Open JamesSand opened 2 months ago

JamesSand commented 2 months ago

Thank you for your great work. I am trying to reproduce the results in "Benchmark 2: Fine-Tuning RoBERTa on GLUE tasks"

I have go through this issue, but I still fail to reproduce some of the results.

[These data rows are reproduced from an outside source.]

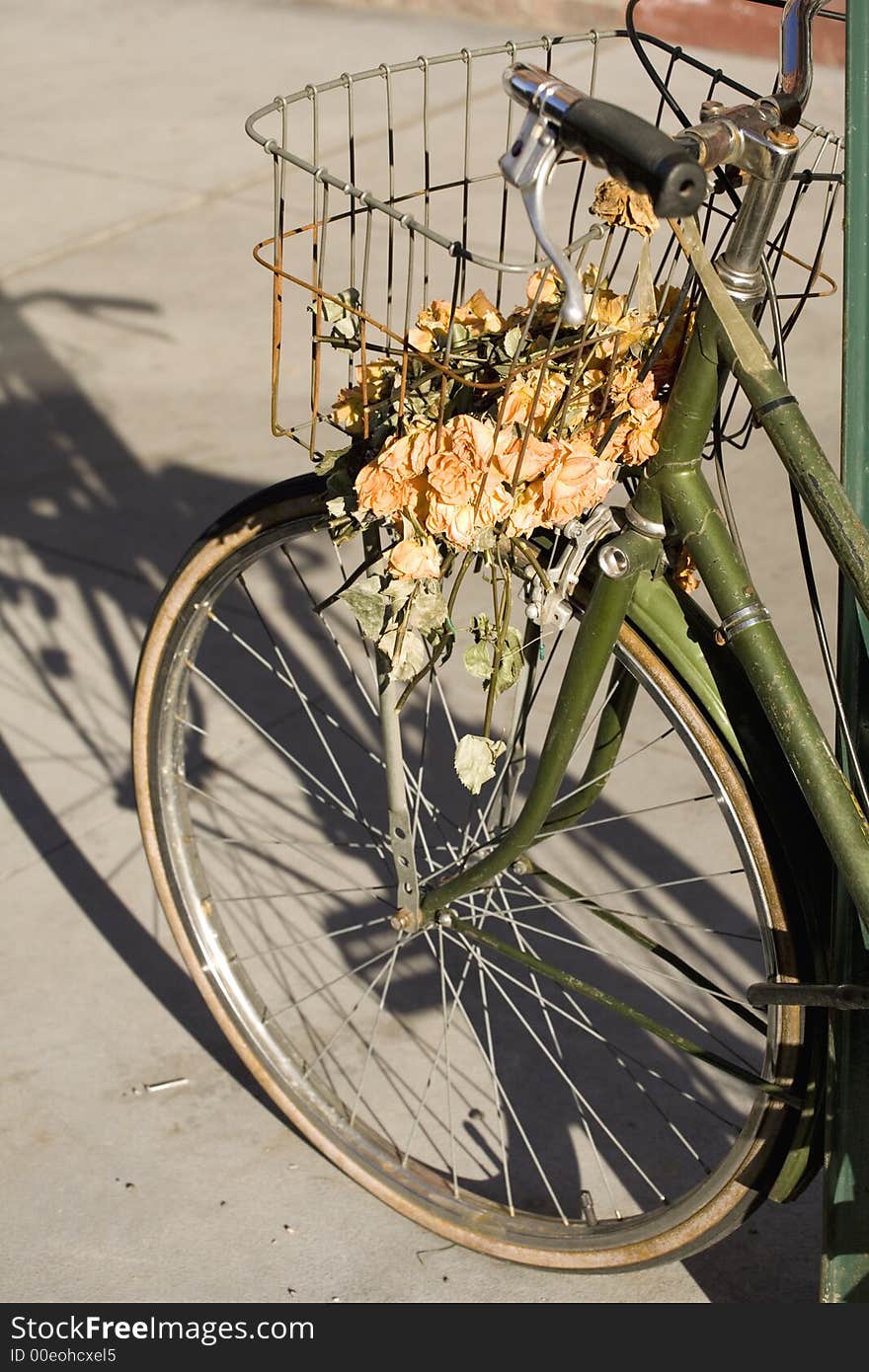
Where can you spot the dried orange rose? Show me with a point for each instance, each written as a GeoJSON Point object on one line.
{"type": "Point", "coordinates": [496, 502]}
{"type": "Point", "coordinates": [380, 492]}
{"type": "Point", "coordinates": [348, 411]}
{"type": "Point", "coordinates": [432, 324]}
{"type": "Point", "coordinates": [407, 456]}
{"type": "Point", "coordinates": [527, 512]}
{"type": "Point", "coordinates": [520, 456]}
{"type": "Point", "coordinates": [453, 481]}
{"type": "Point", "coordinates": [481, 316]}
{"type": "Point", "coordinates": [456, 523]}
{"type": "Point", "coordinates": [415, 559]}
{"type": "Point", "coordinates": [577, 481]}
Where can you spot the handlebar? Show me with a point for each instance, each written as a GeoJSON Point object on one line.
{"type": "Point", "coordinates": [630, 148]}
{"type": "Point", "coordinates": [794, 83]}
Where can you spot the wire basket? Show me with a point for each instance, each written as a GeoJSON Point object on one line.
{"type": "Point", "coordinates": [390, 182]}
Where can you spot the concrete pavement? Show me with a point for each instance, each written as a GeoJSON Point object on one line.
{"type": "Point", "coordinates": [133, 364]}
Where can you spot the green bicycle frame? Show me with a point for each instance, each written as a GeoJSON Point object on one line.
{"type": "Point", "coordinates": [674, 493]}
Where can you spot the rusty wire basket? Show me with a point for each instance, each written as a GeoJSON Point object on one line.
{"type": "Point", "coordinates": [390, 182]}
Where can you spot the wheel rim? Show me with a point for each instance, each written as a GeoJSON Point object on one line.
{"type": "Point", "coordinates": [449, 1125]}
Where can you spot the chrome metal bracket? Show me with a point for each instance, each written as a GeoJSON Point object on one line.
{"type": "Point", "coordinates": [583, 535]}
{"type": "Point", "coordinates": [826, 996]}
{"type": "Point", "coordinates": [527, 166]}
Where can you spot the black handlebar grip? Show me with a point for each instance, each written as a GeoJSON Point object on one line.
{"type": "Point", "coordinates": [636, 152]}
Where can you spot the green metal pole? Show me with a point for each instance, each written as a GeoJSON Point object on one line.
{"type": "Point", "coordinates": [844, 1269]}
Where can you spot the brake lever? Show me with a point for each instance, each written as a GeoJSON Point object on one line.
{"type": "Point", "coordinates": [527, 166]}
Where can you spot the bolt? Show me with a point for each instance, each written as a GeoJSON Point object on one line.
{"type": "Point", "coordinates": [614, 562]}
{"type": "Point", "coordinates": [711, 110]}
{"type": "Point", "coordinates": [783, 137]}
{"type": "Point", "coordinates": [407, 921]}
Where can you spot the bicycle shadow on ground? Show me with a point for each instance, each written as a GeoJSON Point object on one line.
{"type": "Point", "coordinates": [101, 534]}
{"type": "Point", "coordinates": [74, 607]}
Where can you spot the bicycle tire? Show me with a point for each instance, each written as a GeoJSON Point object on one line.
{"type": "Point", "coordinates": [482, 1210]}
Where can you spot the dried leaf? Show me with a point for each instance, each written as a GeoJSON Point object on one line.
{"type": "Point", "coordinates": [478, 660]}
{"type": "Point", "coordinates": [510, 667]}
{"type": "Point", "coordinates": [616, 204]}
{"type": "Point", "coordinates": [429, 611]}
{"type": "Point", "coordinates": [475, 759]}
{"type": "Point", "coordinates": [408, 656]}
{"type": "Point", "coordinates": [511, 342]}
{"type": "Point", "coordinates": [368, 604]}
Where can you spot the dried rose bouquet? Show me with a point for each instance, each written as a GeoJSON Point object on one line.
{"type": "Point", "coordinates": [482, 431]}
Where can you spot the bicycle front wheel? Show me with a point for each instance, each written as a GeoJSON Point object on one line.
{"type": "Point", "coordinates": [569, 1075]}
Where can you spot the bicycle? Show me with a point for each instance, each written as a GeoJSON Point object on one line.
{"type": "Point", "coordinates": [490, 980]}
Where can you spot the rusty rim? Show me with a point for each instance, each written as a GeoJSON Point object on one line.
{"type": "Point", "coordinates": [465, 1213]}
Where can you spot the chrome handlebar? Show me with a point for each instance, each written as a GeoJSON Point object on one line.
{"type": "Point", "coordinates": [794, 83]}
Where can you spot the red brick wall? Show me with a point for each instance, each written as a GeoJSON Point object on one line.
{"type": "Point", "coordinates": [736, 27]}
{"type": "Point", "coordinates": [728, 25]}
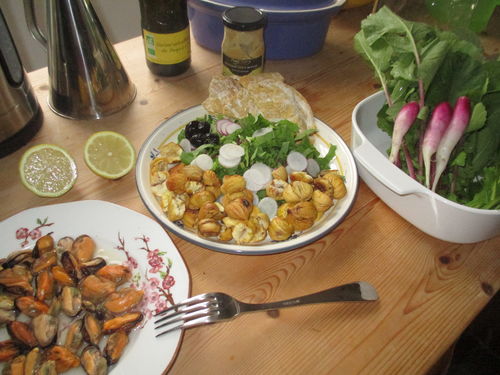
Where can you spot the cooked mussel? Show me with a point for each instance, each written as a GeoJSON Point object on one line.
{"type": "Point", "coordinates": [45, 261]}
{"type": "Point", "coordinates": [63, 357]}
{"type": "Point", "coordinates": [48, 368]}
{"type": "Point", "coordinates": [124, 322]}
{"type": "Point", "coordinates": [92, 329]}
{"type": "Point", "coordinates": [22, 333]}
{"type": "Point", "coordinates": [45, 329]}
{"type": "Point", "coordinates": [71, 266]}
{"type": "Point", "coordinates": [74, 336]}
{"type": "Point", "coordinates": [123, 300]}
{"type": "Point", "coordinates": [16, 366]}
{"type": "Point", "coordinates": [44, 285]}
{"type": "Point", "coordinates": [116, 273]}
{"type": "Point", "coordinates": [22, 257]}
{"type": "Point", "coordinates": [43, 245]}
{"type": "Point", "coordinates": [83, 248]}
{"type": "Point", "coordinates": [95, 289]}
{"type": "Point", "coordinates": [16, 280]}
{"type": "Point", "coordinates": [115, 346]}
{"type": "Point", "coordinates": [92, 266]}
{"type": "Point", "coordinates": [9, 349]}
{"type": "Point", "coordinates": [33, 360]}
{"type": "Point", "coordinates": [30, 306]}
{"type": "Point", "coordinates": [71, 300]}
{"type": "Point", "coordinates": [61, 277]}
{"type": "Point", "coordinates": [93, 361]}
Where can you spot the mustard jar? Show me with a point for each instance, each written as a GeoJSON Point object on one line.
{"type": "Point", "coordinates": [243, 44]}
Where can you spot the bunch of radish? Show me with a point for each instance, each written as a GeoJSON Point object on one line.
{"type": "Point", "coordinates": [444, 130]}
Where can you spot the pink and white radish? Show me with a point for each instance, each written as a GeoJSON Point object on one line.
{"type": "Point", "coordinates": [404, 120]}
{"type": "Point", "coordinates": [438, 123]}
{"type": "Point", "coordinates": [204, 162]}
{"type": "Point", "coordinates": [226, 127]}
{"type": "Point", "coordinates": [454, 131]}
{"type": "Point", "coordinates": [296, 161]}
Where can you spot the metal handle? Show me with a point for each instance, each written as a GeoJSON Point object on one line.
{"type": "Point", "coordinates": [29, 14]}
{"type": "Point", "coordinates": [358, 291]}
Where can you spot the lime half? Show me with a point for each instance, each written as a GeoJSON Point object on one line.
{"type": "Point", "coordinates": [109, 154]}
{"type": "Point", "coordinates": [47, 170]}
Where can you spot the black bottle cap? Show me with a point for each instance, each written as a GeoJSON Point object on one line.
{"type": "Point", "coordinates": [243, 18]}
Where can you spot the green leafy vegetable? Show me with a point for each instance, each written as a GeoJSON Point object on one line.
{"type": "Point", "coordinates": [417, 62]}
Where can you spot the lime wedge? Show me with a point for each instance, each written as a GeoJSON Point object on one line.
{"type": "Point", "coordinates": [109, 154]}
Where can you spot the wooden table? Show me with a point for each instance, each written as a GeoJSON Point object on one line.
{"type": "Point", "coordinates": [429, 290]}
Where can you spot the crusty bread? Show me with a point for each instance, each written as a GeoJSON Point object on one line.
{"type": "Point", "coordinates": [265, 93]}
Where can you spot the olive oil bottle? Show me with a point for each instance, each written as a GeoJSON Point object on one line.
{"type": "Point", "coordinates": [165, 32]}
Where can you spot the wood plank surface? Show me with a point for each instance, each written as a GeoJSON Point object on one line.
{"type": "Point", "coordinates": [430, 290]}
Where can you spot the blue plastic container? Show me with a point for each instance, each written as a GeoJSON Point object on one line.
{"type": "Point", "coordinates": [295, 28]}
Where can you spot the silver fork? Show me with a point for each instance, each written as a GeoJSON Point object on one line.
{"type": "Point", "coordinates": [215, 307]}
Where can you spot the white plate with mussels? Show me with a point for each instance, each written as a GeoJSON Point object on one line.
{"type": "Point", "coordinates": [168, 132]}
{"type": "Point", "coordinates": [122, 237]}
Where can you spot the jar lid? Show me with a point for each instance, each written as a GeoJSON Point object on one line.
{"type": "Point", "coordinates": [243, 18]}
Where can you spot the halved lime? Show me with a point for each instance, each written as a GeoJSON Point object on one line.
{"type": "Point", "coordinates": [47, 170]}
{"type": "Point", "coordinates": [109, 154]}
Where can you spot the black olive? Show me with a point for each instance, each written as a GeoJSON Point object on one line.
{"type": "Point", "coordinates": [198, 139]}
{"type": "Point", "coordinates": [197, 127]}
{"type": "Point", "coordinates": [212, 138]}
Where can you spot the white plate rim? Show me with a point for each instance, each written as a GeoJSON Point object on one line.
{"type": "Point", "coordinates": [161, 352]}
{"type": "Point", "coordinates": [142, 170]}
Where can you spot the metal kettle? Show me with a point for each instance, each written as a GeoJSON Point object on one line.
{"type": "Point", "coordinates": [87, 79]}
{"type": "Point", "coordinates": [20, 114]}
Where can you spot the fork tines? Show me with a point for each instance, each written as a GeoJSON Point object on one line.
{"type": "Point", "coordinates": [188, 313]}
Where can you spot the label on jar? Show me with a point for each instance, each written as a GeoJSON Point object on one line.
{"type": "Point", "coordinates": [167, 49]}
{"type": "Point", "coordinates": [242, 67]}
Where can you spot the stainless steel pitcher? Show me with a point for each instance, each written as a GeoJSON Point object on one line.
{"type": "Point", "coordinates": [87, 79]}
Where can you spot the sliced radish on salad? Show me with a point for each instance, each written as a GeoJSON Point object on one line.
{"type": "Point", "coordinates": [203, 161]}
{"type": "Point", "coordinates": [265, 170]}
{"type": "Point", "coordinates": [268, 206]}
{"type": "Point", "coordinates": [261, 131]}
{"type": "Point", "coordinates": [313, 167]}
{"type": "Point", "coordinates": [226, 127]}
{"type": "Point", "coordinates": [231, 151]}
{"type": "Point", "coordinates": [296, 161]}
{"type": "Point", "coordinates": [186, 145]}
{"type": "Point", "coordinates": [228, 163]}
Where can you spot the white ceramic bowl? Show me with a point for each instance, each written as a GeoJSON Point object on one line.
{"type": "Point", "coordinates": [168, 130]}
{"type": "Point", "coordinates": [428, 211]}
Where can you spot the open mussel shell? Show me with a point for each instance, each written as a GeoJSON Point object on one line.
{"type": "Point", "coordinates": [45, 329]}
{"type": "Point", "coordinates": [115, 346]}
{"type": "Point", "coordinates": [71, 265]}
{"type": "Point", "coordinates": [74, 336]}
{"type": "Point", "coordinates": [17, 280]}
{"type": "Point", "coordinates": [16, 366]}
{"type": "Point", "coordinates": [92, 266]}
{"type": "Point", "coordinates": [30, 306]}
{"type": "Point", "coordinates": [9, 349]}
{"type": "Point", "coordinates": [43, 245]}
{"type": "Point", "coordinates": [93, 362]}
{"type": "Point", "coordinates": [47, 368]}
{"type": "Point", "coordinates": [71, 300]}
{"type": "Point", "coordinates": [124, 322]}
{"type": "Point", "coordinates": [92, 329]}
{"type": "Point", "coordinates": [21, 257]}
{"type": "Point", "coordinates": [33, 361]}
{"type": "Point", "coordinates": [63, 357]}
{"type": "Point", "coordinates": [83, 248]}
{"type": "Point", "coordinates": [22, 333]}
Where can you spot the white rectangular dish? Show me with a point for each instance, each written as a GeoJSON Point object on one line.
{"type": "Point", "coordinates": [428, 211]}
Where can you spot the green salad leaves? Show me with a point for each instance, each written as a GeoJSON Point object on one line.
{"type": "Point", "coordinates": [271, 148]}
{"type": "Point", "coordinates": [417, 62]}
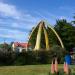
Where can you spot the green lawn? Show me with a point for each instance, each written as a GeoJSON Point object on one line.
{"type": "Point", "coordinates": [28, 70]}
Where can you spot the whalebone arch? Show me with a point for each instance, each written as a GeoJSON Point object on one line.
{"type": "Point", "coordinates": [42, 35]}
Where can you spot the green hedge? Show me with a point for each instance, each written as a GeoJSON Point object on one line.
{"type": "Point", "coordinates": [32, 57]}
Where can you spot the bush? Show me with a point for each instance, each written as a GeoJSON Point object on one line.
{"type": "Point", "coordinates": [32, 57]}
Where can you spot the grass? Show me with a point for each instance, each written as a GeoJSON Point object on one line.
{"type": "Point", "coordinates": [28, 70]}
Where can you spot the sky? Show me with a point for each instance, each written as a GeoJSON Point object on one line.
{"type": "Point", "coordinates": [17, 17]}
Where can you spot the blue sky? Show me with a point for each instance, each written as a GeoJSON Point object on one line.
{"type": "Point", "coordinates": [17, 17]}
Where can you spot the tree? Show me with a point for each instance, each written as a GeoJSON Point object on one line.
{"type": "Point", "coordinates": [67, 33]}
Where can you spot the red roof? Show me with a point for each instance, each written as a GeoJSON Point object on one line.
{"type": "Point", "coordinates": [18, 44]}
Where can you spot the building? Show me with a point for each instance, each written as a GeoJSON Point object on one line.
{"type": "Point", "coordinates": [19, 47]}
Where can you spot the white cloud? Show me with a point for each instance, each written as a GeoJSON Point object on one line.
{"type": "Point", "coordinates": [14, 34]}
{"type": "Point", "coordinates": [14, 18]}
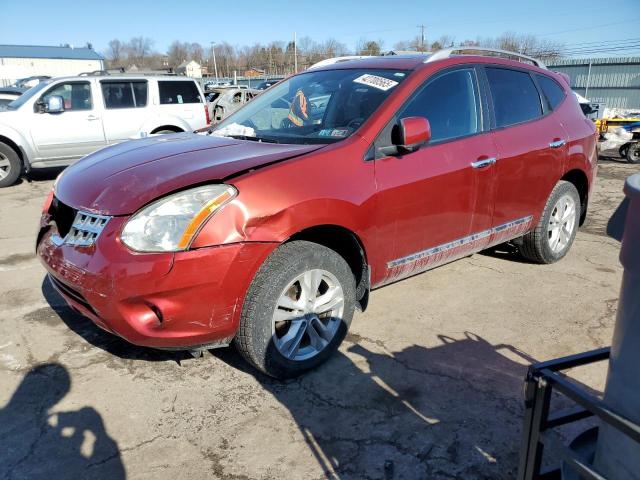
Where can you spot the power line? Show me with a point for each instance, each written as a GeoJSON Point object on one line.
{"type": "Point", "coordinates": [421, 27]}
{"type": "Point", "coordinates": [591, 27]}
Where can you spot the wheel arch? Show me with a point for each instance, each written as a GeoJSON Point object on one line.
{"type": "Point", "coordinates": [349, 246]}
{"type": "Point", "coordinates": [579, 180]}
{"type": "Point", "coordinates": [15, 147]}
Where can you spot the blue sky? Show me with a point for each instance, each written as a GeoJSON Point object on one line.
{"type": "Point", "coordinates": [76, 22]}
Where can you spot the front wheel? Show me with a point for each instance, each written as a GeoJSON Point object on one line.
{"type": "Point", "coordinates": [557, 228]}
{"type": "Point", "coordinates": [297, 310]}
{"type": "Point", "coordinates": [10, 166]}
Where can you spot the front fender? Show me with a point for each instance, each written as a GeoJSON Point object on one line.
{"type": "Point", "coordinates": [20, 140]}
{"type": "Point", "coordinates": [239, 222]}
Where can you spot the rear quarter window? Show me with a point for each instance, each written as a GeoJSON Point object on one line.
{"type": "Point", "coordinates": [553, 93]}
{"type": "Point", "coordinates": [175, 92]}
{"type": "Point", "coordinates": [515, 96]}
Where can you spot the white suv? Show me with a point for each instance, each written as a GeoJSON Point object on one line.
{"type": "Point", "coordinates": [60, 120]}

I conducted experiments on GaLore rank 4, with the following script

python run_glue.py \
    --model_name_or_path roberta-base \
    --task_name $task_name \
    --enable_galore \
    --lora_all_modules \
    --max_length 512 \
    --seed $seed \
    --lora_r 4 \
    --galore_scale 4 \
    --per_device_train_batch_size 16 \
    --update_proj_gap 500 \
    --learning_rate 1e-5 \
    --num_train_epochs 30 \
    --output_dir results/ft/roberta_base/$task_name

following the hyper parameters in Table 7 in your paper, I changed bs to 32 and learning rate to 3e-5 when conducting experiment on CoLA dataset. But I got the following results

Dataset Result in Paper Reproduced Results
MRPC 92.25 Acc 87.74, F1 91.10
COLA 60.35 matthews_correlation: 59.56
RTE 79.42 Acc 77.25
STSB 90.73 pearson 0.90526; spearmanr 0.90339
QQP 91.06 pearson 0.90785; spearmanr 0.90589

I am wondering if I have missed someting?